He filled it up with water, and drank it off.
"Now, Azim, do you do the same."
Azim, who was not a very strict Mohammedan, and had more than once tasted the forbidden drink at Cabul, needed no pressing.
"Well, master," he said, as he put the cup down, "after all this is better than lying dead and frozen down in the pass."
Angus, warmed with the good meal and by the draught that he had taken, could not disagree with his follower.
"I begin to think that you are right, Azim, though I did not believe so yesterday. It is certain that had I joined my countrymen I should have perished with them, and assuredly I have been saved from eight days of awful suffering and from death—if, indeed, we are saved from death."
"I think we can feel certain of that, master. This is not the way the Afghans treat a man whose throat they intend to cut. They certainly do not make a pillau for him, or provide him with a bottle of spirits."

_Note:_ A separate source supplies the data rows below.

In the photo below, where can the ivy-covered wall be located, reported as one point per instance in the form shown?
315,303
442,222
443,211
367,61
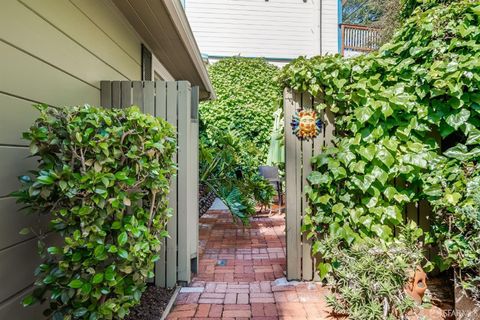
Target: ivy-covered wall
407,120
247,95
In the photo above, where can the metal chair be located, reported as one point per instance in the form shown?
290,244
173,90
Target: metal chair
271,174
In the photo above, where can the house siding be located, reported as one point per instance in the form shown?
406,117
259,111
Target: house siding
279,30
53,52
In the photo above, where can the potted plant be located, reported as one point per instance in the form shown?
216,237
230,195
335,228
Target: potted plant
455,191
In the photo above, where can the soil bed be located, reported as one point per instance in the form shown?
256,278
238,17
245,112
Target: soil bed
152,304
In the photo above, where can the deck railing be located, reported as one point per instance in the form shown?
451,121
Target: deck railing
359,38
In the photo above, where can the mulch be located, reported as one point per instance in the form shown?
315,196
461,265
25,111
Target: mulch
152,304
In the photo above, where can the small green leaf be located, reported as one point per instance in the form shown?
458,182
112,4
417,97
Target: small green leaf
97,278
76,284
122,238
324,269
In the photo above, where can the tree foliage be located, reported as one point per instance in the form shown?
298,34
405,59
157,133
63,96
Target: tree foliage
247,96
392,109
103,176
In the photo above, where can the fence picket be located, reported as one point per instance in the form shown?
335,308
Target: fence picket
169,100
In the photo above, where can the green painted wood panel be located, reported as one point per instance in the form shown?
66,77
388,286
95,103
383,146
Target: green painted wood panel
31,78
66,17
17,265
171,247
110,20
183,107
13,220
17,116
51,45
14,162
13,310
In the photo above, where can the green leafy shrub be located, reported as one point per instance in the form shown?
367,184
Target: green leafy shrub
369,277
247,96
400,114
455,194
227,169
391,108
103,176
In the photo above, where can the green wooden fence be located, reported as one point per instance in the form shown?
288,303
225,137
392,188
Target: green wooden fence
300,263
176,102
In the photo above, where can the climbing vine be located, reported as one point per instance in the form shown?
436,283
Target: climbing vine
104,177
399,113
247,96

"Do you know, I have been thinking, Azim," Angus said after a short silence, "that if it had been possible for Sadut Khan to know that we intended to leave camp in disguise, this might be his work again. But he could not have known it. No one but you and I, and Major Pottinger, and the three or four officers to whom I said good-bye, knew anything about it. Besides, he would have sent the men who captured us before, and who knew us by sight. And even supposing, which seems to be impossible, that this was his doing, why not have sent us here straight, instead of taking eight days to do a journey that could have been made easily in two, and forcing me to witness the awful scenes in the passes? It is all most extraordinary."
"However, there is no question, sir, that whoever our captor may be, he has been the means of saving our lives."